+ *
+ * Note that some versions of the atomic functions incorporate memory barriers,
+ * and some do not. Barriers strictly order memory access on a weakly-ordered
+ * architecture such as PPC. All loads and stores executed in sequential program
+ * order before the barrier will complete before any load or store executed after
+ * the barrier. On a uniprocessor, the barrier operation is typically a nop.
+ * On a multiprocessor, the barrier can be quite expensive.
+ *
+ * Most code will want to use the barrier functions to insure that memory shared
+ * between threads is properly synchronized. For example, if you want to initialize
+ * a shared data structure and then atomically increment a variable to indicate
+ * that the initialization is complete, then you MUST use OSAtomicIncrement32Barrier()
+ * to ensure that the stores to your data structure complete before the atomic add.
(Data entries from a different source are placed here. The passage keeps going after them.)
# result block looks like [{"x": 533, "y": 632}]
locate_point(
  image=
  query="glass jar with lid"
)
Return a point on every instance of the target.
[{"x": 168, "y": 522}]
+ * Likewise, the consumer of that data structure MUST use OSAtomicDecrement32Barrier(),
+ * in order to ensure that their loads of the structure are not executed before
+ * the atomic decrement. On the other hand, if you are simply incrementing a global
+ * counter, then it is safe and potentially faster to use OSAtomicIncrement32().
+ *
+ * If you are unsure which version to use, prefer the barrier variants as they are
+ * safer.
+ *
+ * The spinlock and queue operations always incorporate a barrier.